Okay, so this week was probably not the best week to start a blog, with Christmas coming and all. But I have had a lot of extra kapha lately (which translates to inertia for me), and I got really excited about this project. So, I decided to jump on it while I was excited rather than risk the possibility of it not coming to fruition due to inertia.
For those of you that are following my blog (thanks again to the three of you!) that may not be aware of what Ayurveda is, this is my favorite dosha quiz and a good site for general information on the basics of Ayurveda. It's my favorite because the quiz gives your dosha results in terms of mind and body. Instead of just giving you one dominant dosha for your body and mind, it breaks the results down into 2 columns and then lists the doshas in order of dominance. Last time I took it, I was shocked to realize that I had a Vata body (not the shocking part) and a Pitta mind. That's the first time I've ever had a Pitta anything, but that explains why I've been angry a lot lately.
Anyway, I decided to start small since Christmas is coming up and also that's what the Ayurveda Cooking for Self Healing Book suggests anyway. I decided to start our Monday morning off with a little Cream of Buckwheat - Ayurveda style. I decided to do a slight variation on the "Creamed Wheat Porridge." The recipe calls for Cream of Wheat, but I decided to try Cream of Buckwheat instead. As Greg said, "Otay!"

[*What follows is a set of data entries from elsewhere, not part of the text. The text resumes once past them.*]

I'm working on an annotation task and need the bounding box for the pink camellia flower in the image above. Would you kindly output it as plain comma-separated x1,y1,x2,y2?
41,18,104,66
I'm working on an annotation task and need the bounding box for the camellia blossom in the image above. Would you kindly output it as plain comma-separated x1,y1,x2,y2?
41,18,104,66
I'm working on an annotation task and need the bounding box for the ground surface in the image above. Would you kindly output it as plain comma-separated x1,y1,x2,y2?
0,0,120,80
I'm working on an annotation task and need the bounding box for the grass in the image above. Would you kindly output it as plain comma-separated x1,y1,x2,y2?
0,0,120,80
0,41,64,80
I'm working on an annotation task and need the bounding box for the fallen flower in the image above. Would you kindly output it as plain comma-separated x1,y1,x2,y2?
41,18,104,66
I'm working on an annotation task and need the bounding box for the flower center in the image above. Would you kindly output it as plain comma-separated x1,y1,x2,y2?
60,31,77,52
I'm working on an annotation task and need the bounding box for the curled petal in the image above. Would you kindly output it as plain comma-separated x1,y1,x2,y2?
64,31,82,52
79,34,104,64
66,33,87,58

Buckwheat is a bit of a misnomer, as it's not actually wheat. It is actually a fruit seed that is related to rhubarb and sorrel, and not a grain. So, people that are sensitive to gluten or need a gluten free diet can tolerate this well. While A.J.'s eczema is pretty much cleared up, I always keep in the back of my mind that gluten is one of the possible agents that exacerbate eczema. So, I try to vary our diet a lot so that there isn't a lot of gluten. Moderation is the key in many things in life.

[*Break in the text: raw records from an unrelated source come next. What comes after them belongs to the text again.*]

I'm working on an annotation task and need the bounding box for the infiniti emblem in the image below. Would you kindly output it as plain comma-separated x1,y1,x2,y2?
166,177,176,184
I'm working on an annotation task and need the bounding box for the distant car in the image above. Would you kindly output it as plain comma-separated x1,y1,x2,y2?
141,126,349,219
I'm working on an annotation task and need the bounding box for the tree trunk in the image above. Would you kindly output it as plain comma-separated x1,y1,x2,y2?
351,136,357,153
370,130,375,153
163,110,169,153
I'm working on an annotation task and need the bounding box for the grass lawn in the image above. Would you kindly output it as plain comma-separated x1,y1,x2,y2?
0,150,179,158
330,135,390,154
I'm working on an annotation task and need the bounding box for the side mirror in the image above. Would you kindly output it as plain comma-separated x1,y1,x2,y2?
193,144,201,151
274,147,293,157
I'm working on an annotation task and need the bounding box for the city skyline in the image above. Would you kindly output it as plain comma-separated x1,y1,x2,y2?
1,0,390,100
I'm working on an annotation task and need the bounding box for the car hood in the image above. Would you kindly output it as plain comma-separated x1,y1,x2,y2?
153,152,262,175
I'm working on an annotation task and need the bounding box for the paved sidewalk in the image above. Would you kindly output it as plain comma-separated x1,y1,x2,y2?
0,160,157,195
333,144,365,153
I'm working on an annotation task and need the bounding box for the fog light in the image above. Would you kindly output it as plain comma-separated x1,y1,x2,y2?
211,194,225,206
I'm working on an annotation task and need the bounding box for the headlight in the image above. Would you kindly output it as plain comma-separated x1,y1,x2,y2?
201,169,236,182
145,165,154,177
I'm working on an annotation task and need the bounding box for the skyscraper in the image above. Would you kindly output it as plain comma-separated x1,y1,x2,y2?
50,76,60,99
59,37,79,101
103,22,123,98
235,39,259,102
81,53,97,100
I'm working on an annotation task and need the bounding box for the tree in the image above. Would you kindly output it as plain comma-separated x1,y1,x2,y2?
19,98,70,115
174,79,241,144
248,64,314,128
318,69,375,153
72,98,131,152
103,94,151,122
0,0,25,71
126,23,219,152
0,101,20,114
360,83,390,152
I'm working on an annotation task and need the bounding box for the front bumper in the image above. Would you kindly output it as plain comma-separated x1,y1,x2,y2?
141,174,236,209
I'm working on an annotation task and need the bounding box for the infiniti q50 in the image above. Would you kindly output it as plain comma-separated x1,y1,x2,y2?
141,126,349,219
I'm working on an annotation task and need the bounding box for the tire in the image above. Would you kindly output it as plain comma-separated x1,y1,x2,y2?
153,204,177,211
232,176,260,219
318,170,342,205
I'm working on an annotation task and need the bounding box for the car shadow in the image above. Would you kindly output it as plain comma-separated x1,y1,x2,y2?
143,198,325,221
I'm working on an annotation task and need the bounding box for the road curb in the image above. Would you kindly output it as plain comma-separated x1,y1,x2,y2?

Creamed Buckwheat Porridge:
1/4 c. ghee
1/2 c. cream of buckwheat
2 cups water
1/4 tsp. ground cardamom
Heat a pot on a medium heat and add the ghee. Next add the creamed buckwheat, stirring it constantly until lightly brown and fragrant. Pour in the water and stir vigorously until lumps are dissolved and the porridge is soft. Add the cardamom. Turn the heat to simmer and cover until ready to serve. Serve with milk and sweetener, if desired.
I also made the breakfast tea that is good for all dosha types. I have had this before though, since it was in Yoga Journal a few months ago. I love it! The fresh ginger is a bit of a pain to grate every morning though. I'm going to experiment with some ground ginger to see what that affect is. It didn't come out that great this morning, because as I was waiting for the water to boil, A.J. came over and said, "Up! I see. I see." So, I picked him up, so he could watch me cook, and realized very quickly he had a poopie diaper. I decided that I had better rush the tea making and turned the burner up to the highest possible setting. It quickly came to a boil, and I added the spices, and then it quickly boiled over! That's how cooking usually goes in this house!
Breakfast tea:
1/2 tsp fresh ginger, grated (I use my zester)
1/2 tsp. cinnamon
1 generous pinch of cardamom
1 cup water
Boil the water and add the spices. Cover, turn off the heat and allow to sit for a few minutes before serving.
The Bottom Line: The tea was fine, although not quite like I remembered and A.J. didn't get any diaper rash.
The Cream of buckwheat had a bit too much ghee in it for my taste. My mouth felt oily afterward. Aidan ate it okay. I didn't add the milk that the recipe suggested, and added agave nectar as a sweetener.
I'm not sure this followed the ayurvedic principles, since buckwheat is actually a fruit. One of the main principles is that you should always eat fruit alone, since "many fruits create a sour and indigestible 'wine' in the stomach when mixed with other foods." I don't think that was the case with the buckwheat, but I am definitely no expert.